The subscriber will have an opportunity to reply within 30 days to either notice by way of a response notice directly to the rights holder. The rights holder can either accept or reject it, and must inform the subscriber accordingly.
2. Obtain Copyright Tribunal Order For Subscriber Details
Where a rights holder considers on reasonable grounds that there has been further infringement by a particular subscriber after a cease and desist notice has been sent, and the subscriber concerned has been provided with an opportunity to respond by way of a response notice, a rights holder may apply to the Copyright Tribunal to obtain an order requiring the ISP to provide the name and contact details of the alleged copyright infringer (the subscriber).
It is intended that this process be undertaken online. The information obtained may only be used to take action against the alleged infringer.
3. Remedy via Copyright Tribunal
The rights holder may then register an infringement complaint with the Copyright Tribunal.
The subscriber will have an opportunity to respond to the allegation and to elect to proceed to mediation. The Copyright Tribunal will be convened unless agreed otherwise. There will be a set filing fee, though if mediation is elected the mediation costs are shared.
The Copyright Tribunal may order a number of remedies in favour of the rights holder, including awarding damages, issuing injunctions, an order for an account of profits, ordering the subscriber to pay a fine, and ordering an ISP to terminate the subscriber’s internet account.
Is this an improvement?
One of the advantages of the proposed new procedure is that it will ensure arbitrary action is not taken against internet account holders. The threat of arbitrary action was the biggest gripe the internet community had with section 92A. Now no action can be taken without either a Copyright Tribunal order or the consent of the account holder.

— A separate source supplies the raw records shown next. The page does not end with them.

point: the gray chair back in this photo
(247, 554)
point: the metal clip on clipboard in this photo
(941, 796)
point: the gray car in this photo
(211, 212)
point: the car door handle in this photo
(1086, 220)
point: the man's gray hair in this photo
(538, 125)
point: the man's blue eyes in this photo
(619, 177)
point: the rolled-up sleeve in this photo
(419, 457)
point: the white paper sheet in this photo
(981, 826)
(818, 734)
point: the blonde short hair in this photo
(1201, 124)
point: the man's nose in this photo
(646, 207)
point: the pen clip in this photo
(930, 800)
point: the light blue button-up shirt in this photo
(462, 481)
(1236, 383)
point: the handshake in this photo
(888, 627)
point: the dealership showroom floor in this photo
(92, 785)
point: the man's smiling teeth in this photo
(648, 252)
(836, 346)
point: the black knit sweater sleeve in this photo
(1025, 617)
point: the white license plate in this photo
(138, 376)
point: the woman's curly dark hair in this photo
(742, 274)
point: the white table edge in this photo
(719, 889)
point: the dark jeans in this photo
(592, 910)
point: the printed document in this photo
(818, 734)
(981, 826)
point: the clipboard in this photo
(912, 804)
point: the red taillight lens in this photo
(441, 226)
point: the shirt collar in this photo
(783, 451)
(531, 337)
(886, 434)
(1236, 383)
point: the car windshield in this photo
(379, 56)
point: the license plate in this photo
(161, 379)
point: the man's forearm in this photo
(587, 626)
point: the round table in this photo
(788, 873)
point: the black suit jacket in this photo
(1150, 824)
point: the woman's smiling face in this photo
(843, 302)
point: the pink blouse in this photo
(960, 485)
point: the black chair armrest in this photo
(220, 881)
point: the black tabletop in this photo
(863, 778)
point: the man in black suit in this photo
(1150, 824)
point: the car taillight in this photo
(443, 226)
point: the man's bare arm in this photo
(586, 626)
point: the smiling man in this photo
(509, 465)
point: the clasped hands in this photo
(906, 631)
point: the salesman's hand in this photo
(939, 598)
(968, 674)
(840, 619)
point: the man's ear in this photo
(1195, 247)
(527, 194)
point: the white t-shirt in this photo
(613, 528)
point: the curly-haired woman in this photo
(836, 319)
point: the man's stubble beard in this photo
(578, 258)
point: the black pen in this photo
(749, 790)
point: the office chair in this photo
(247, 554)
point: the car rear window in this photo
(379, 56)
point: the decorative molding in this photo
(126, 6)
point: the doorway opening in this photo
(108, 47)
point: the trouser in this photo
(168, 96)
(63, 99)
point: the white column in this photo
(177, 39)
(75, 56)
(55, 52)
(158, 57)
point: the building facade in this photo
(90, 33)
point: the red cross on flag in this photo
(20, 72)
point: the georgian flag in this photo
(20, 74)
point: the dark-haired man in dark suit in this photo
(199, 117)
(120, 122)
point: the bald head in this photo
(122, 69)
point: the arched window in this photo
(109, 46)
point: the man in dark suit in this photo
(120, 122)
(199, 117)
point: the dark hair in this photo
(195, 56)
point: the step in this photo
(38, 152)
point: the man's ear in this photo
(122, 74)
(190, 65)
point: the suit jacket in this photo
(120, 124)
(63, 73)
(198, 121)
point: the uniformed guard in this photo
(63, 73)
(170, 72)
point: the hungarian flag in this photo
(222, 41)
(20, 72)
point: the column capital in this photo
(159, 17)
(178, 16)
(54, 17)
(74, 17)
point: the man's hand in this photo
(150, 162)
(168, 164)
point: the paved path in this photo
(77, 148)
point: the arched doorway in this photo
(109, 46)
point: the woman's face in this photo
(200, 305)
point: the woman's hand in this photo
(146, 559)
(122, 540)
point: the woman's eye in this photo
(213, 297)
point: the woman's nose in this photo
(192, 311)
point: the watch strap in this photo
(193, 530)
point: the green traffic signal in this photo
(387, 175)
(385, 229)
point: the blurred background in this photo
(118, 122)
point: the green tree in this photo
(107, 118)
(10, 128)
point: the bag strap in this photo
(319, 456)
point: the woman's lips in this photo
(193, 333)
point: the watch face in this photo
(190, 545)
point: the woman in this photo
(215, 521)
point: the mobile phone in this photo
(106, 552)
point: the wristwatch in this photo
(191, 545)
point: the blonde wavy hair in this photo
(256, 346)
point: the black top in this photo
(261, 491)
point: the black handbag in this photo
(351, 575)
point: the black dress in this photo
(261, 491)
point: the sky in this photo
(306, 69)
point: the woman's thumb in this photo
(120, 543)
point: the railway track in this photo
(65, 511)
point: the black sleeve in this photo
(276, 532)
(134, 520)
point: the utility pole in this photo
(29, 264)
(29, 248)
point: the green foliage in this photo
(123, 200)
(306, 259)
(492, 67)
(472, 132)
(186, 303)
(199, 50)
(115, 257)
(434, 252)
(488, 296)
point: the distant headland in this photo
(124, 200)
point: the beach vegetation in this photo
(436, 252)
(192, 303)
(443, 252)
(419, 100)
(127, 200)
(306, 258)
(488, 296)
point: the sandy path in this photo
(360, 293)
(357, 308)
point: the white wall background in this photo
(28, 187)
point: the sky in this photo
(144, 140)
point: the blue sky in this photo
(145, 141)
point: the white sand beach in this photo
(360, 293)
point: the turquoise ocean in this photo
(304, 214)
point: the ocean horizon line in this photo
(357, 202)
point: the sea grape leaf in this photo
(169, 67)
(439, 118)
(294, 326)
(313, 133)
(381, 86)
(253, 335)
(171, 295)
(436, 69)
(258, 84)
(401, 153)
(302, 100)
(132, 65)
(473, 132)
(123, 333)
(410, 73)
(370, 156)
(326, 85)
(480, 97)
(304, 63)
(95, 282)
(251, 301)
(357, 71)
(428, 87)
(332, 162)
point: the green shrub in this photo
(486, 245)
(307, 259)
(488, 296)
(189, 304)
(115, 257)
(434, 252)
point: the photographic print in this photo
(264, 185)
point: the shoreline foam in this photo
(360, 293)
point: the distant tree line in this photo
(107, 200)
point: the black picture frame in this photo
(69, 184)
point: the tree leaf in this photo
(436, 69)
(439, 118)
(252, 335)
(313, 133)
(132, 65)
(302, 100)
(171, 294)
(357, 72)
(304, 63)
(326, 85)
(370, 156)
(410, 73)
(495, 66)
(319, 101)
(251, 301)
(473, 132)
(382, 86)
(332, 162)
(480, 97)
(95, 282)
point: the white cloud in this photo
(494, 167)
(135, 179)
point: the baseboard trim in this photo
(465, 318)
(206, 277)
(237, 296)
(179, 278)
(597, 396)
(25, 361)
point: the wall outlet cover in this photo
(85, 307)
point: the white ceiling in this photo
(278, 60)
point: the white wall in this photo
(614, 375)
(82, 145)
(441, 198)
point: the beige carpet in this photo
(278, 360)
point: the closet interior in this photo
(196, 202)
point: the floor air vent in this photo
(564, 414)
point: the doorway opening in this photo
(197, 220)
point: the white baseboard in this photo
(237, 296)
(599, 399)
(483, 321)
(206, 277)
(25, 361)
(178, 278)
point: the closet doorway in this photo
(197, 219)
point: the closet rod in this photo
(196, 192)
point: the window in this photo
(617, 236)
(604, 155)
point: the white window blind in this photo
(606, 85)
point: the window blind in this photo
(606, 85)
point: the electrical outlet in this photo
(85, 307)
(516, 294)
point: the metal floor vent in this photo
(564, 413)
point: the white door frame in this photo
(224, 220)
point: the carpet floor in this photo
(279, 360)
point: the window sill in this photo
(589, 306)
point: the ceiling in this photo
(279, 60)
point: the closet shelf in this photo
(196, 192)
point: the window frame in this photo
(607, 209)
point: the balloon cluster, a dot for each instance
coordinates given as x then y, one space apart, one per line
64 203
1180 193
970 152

There are still many questions remaining. One issue with section 92A is that the definition of "Internet service provider" under the Copyright Act is unclear. The definition may cover not just traditional ISPs, but other networks such as workplaces. The proposed new policy does not appear to address that matter, leaving uncertainty about just who the policy applies to.
It is also questionable from a rights holder's point of view whether the procedure will be of any practical use. There will need to be much detail ironed out during submissions if this process is to be workable. If the process is not simple to use rights-holders may simply go old-school and seek court orders against infringers.
However, the proposals are certainly more balanced, and must be a positive step as far as the internet community is concerned. It may be that some of the details can be thrashed out during submissions. Let's hope so.